1. a kind of CV-A6 virus seed culture of viruses, which is characterized in that the classification naming of the seed culture of viruses is 6 type of Coxsackie virus A group, preservation Number is CGMCC No.16217;The preparation method of the seed culture of viruses of the CV-A6 virus the following steps are included:
(1) CV-A6 Strain is separated
Hand-foot-and-mouth disease severe childhood Feces of Patients 1g is taken to add 5ml physiological saline, suspension 3000xg is centrifuged 30min, and supernatant is through nothing After bacterium filtering, it is inoculated in RD cell, after 3-5 days lesions, continues to pass on for 3 generations in RD cell, and is somebody's turn to do through RT-PCR and being sequenced The CV-A6's of viral whole genome sequence and the amino acid sequence of supposition, the genotype of the Strain and current Chinese epidemic strain Genotype is consistent;
(2) adaptation of the strain virus on KMB17 cell
The P28 for having grown up to fine and close single layer is selected for KMB17 cell, old culture solution is abandoned, cleans cell surface with PBS solution, is added 0.125% trypsin digestion and cell, cell bottle to be patted, cell are slided from bottle wall drift sand sample, cell culture fluid are added, by 2 ×105Cell/bottle is inoculated with small square vase, and after 37 DEG C are cultivated 3~4 days, 200 μ l of CV-A10 virus obtained by step (1) are inoculated in carefully Born of the same parents face, 37 DEG C adsorb 1 hour, the MEM cell maintenance medium for being free of calf serum are then added, 37 DEG C are cultivated and observe cytopathy Situation, virus freeze spare up to 90% harvest virus;
(3) clone purification of virus stain
The CV-A6 virus harvest liquid passed on to the 5th generation has been adapted on KMB17 cell, is diluted to 10 with viral dilution-3、 10-4、10-5Three dilutions are inoculated in six well culture plate of KMB17 cell for having formed single layer, and 37 DEG C adsorb 1 hour, are added not Viral maintaining liquid containing calf serum removes culture solution after 48 hours, be added and contain 0.8% agarose-MEM, after agar solidified, It is inverted in 37 DEG C of cultures and draws out plaque with pipette tips in microscopic observation plaque after 3 days, be placed in 1.5ml centrifuge tube, be added 0.5mlMEM maintaining liquid, vortex oscillation are inoculated in single layer KMB17 cell immediately, and 37 DEG C are cultivated 3~4 days, after cytopathy Harvest virus, same method carry out plaque purification twice again, obtain the purified colonies strain for being identified as CV-A6;The purifying gram Grand strain is passed in KMB17 cell i.e. as primordial seed after 4 generations, and after resuming the 3 generations i.e. main seed of conduct, then passing for 3 generations again is Work seed;This primordial seed, main seed and work seed are CV-A6 virus seed culture of viruses;
(4) seed culture of viruses of primordial seed obtained by step (3), main seed and the seed that works is identified respectively, shows the seed culture of viruses All have good immunogenicity, genetic stability and the good conformity proliferative capacity on KMB17 cell.
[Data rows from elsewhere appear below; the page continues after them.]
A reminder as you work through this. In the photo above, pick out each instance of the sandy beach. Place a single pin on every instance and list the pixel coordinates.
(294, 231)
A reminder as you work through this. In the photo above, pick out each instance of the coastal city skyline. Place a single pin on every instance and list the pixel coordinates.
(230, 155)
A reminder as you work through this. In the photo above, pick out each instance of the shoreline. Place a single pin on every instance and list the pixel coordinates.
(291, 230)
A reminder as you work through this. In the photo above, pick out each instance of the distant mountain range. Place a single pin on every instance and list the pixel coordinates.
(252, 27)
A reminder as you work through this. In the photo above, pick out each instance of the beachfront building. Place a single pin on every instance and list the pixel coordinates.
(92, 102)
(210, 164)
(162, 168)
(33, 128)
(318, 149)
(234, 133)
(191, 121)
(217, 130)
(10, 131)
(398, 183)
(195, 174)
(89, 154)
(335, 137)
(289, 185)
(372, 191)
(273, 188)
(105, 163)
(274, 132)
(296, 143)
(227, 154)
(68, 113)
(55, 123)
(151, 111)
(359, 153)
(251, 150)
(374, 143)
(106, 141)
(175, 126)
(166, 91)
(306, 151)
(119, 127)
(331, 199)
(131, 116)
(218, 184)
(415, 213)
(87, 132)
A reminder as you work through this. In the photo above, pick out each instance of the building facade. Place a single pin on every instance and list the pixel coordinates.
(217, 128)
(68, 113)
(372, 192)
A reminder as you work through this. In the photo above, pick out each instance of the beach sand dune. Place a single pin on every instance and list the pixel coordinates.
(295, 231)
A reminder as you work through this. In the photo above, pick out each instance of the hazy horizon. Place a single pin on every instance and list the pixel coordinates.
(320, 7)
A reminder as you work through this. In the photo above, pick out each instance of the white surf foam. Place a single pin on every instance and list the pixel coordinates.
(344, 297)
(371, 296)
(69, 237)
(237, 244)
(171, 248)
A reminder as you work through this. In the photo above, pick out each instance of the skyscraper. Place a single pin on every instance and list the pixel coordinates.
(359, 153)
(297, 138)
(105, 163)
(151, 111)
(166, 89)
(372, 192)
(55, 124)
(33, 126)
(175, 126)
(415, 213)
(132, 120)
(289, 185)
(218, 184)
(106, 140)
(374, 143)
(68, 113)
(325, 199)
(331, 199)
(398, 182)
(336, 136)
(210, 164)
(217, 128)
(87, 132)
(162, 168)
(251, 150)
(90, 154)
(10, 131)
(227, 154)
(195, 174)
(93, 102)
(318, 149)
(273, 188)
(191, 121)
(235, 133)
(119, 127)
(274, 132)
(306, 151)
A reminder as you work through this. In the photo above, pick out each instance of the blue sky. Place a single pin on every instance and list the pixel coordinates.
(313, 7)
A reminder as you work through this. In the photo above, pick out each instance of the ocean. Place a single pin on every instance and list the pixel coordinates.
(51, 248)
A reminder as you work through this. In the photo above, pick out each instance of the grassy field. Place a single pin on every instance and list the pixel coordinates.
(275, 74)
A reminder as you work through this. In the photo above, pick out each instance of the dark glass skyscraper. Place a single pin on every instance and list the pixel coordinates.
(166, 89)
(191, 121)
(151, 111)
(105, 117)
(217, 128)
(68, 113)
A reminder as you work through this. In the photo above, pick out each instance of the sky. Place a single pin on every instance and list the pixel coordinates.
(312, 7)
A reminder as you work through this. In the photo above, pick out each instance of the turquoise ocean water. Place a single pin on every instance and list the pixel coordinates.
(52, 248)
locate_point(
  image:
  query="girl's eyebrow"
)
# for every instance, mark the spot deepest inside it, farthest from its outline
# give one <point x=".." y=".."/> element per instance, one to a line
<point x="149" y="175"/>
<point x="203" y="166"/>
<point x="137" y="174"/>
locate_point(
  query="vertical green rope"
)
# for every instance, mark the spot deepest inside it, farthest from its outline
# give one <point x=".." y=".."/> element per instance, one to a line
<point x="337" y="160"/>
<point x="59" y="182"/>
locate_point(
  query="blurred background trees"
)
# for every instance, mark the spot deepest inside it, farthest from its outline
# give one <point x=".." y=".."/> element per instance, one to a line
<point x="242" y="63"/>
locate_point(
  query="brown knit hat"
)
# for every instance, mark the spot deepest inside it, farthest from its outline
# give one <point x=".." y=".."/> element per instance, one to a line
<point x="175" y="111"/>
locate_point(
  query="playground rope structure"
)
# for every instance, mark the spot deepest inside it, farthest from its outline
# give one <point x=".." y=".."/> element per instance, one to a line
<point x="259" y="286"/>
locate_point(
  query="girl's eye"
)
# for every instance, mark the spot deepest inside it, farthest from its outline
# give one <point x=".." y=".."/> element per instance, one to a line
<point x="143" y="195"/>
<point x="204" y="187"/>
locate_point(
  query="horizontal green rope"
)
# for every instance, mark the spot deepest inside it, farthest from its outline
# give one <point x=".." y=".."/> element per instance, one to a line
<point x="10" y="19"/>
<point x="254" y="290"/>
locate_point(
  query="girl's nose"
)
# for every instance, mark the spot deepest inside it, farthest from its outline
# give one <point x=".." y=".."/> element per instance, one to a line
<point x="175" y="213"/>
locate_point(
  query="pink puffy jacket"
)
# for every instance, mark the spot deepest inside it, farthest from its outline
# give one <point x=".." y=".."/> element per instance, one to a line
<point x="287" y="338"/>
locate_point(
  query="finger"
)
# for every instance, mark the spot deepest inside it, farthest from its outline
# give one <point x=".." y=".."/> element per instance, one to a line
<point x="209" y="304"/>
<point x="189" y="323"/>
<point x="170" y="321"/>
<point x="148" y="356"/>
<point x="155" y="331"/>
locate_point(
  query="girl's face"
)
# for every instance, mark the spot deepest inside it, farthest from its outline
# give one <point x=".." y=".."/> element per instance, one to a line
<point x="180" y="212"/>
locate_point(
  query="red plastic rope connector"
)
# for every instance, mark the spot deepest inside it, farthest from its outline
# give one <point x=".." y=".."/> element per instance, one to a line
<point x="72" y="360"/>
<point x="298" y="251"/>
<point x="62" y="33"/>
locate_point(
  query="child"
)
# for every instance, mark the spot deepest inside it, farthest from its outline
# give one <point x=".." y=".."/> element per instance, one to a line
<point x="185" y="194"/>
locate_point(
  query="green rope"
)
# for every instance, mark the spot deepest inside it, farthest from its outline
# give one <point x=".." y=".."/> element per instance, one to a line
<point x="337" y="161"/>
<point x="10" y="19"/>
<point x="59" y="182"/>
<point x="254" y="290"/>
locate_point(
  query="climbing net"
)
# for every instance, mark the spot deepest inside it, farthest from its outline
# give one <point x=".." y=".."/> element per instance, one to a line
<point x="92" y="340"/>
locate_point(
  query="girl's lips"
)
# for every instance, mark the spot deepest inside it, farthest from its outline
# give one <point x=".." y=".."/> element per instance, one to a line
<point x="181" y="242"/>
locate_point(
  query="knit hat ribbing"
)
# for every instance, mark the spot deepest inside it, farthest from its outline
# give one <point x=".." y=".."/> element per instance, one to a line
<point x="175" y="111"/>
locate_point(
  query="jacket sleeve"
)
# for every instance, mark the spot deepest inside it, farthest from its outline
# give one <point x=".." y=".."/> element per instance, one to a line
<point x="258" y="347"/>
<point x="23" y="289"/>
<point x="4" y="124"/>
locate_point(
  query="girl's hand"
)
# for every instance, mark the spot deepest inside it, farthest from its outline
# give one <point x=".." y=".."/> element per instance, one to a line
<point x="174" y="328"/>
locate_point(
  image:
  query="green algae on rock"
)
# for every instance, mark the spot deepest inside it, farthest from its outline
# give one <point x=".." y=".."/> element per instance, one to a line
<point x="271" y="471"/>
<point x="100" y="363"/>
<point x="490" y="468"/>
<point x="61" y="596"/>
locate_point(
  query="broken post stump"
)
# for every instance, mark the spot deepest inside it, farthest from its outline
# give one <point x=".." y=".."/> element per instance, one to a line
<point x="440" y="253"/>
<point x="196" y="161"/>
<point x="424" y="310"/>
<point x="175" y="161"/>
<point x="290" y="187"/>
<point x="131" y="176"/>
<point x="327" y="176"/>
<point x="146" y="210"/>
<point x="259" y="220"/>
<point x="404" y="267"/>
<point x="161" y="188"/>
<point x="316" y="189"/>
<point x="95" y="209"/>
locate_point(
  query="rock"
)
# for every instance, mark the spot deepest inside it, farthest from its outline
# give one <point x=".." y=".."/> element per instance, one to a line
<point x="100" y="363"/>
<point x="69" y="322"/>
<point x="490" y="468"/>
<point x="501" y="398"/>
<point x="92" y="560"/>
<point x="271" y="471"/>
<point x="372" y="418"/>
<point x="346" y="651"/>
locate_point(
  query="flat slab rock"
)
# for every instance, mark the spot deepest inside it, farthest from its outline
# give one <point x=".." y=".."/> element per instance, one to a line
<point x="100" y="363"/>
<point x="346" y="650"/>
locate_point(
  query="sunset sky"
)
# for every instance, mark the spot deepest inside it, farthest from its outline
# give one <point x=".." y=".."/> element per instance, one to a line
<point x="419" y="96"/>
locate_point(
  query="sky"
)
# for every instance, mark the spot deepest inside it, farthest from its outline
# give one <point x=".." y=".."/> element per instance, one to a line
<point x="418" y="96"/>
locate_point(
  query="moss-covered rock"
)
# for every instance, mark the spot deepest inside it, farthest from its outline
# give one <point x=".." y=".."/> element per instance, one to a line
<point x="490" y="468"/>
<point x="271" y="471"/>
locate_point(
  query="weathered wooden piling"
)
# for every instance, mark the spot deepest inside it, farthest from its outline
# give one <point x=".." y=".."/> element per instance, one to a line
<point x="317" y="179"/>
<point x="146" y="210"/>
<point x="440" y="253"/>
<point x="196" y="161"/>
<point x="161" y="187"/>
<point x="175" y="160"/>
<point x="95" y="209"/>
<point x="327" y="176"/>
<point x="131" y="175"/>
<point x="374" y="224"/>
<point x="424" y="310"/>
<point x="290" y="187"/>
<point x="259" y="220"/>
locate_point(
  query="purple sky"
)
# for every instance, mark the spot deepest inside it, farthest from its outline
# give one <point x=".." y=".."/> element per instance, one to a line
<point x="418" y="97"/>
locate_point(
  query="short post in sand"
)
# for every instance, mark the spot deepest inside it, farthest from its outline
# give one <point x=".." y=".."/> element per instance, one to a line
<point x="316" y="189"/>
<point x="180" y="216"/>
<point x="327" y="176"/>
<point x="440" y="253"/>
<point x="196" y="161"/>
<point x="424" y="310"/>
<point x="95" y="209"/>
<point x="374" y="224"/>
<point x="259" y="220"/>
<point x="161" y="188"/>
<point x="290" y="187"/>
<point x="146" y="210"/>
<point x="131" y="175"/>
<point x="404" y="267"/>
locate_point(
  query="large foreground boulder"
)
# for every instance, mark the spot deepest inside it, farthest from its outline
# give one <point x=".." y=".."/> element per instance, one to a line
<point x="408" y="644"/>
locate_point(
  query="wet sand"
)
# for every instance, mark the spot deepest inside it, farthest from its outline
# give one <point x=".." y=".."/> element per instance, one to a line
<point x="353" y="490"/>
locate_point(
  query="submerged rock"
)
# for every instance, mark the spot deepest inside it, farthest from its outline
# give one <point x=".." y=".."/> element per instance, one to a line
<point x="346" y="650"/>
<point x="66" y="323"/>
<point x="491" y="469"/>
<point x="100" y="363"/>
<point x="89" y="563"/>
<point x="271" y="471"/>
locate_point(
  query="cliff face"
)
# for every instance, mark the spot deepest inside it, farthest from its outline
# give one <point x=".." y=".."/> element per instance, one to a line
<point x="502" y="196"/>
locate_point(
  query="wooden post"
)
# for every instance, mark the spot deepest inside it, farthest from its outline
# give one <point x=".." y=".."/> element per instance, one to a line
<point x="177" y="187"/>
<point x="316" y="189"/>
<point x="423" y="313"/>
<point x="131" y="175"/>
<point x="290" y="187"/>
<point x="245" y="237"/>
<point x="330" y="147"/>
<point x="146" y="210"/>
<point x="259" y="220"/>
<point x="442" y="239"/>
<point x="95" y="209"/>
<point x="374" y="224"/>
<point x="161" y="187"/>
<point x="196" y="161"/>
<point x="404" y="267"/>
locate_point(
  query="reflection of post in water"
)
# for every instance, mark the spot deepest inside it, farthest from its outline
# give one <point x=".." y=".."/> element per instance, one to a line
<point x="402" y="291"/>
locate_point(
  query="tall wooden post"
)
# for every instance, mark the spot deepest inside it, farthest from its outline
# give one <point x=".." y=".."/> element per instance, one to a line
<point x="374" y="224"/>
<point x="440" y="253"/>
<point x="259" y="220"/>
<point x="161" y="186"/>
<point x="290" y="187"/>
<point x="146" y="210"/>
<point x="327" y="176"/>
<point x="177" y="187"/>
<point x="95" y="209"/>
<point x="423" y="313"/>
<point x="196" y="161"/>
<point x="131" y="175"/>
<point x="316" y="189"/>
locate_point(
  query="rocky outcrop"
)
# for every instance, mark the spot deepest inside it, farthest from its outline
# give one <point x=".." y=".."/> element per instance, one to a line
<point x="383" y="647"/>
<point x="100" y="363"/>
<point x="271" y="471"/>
2. a kind of people's CV-A6 inactivated vaccine of the preparation of the CV-A6 virus seed culture of viruses as described in claim 1, which is characterized in that described Vaccine includes following component: CV-A6 antigen 1 00 μ g/ml, aluminium hydroxide 1mg/ml;The preparation of people CV-A6 inactivated vaccine Method is as follows:
(1) vertification regulation is produced according to KMB17 cell, selects the 28th fine and close generation KMB17 cell of growth, abandons culture solution, use PBS Solution cleans cell face, abandons washing lotion;
(2) it is inoculated with the Working viral seed of 0.01MOI in the cell face of the KMB17 cell, is placed in 37 after mixing The viral maintaining liquid for being free of serum is added in DEG C 30min, in 37 DEG C 3-5 days, viral cytopathic effect is fallen ill up to 90% or more Malicious harvest liquid;
(3) formaldehyde is added by 1:4000 in step (2) virus harvest liquid and presses 1 in 37 DEG C of 3 days or virus harvest liquids: 2000 be added beta-propiolactones in 4 DEG C 2 days, be concentrated by ultrafiltration to the 5% of original volume, it is purified that refined solution, purity are higher than 96%, Its protein concentration is measured not less than 95% using Lowry method;
(4) by after step (3) the refined solution filtration sterilization, it is adjusted to 100 μ g/ml, aluminium hydroxide 1mg/ml with PBS solution, i.e., Obtain CV-A6 inactivated vaccine finished product.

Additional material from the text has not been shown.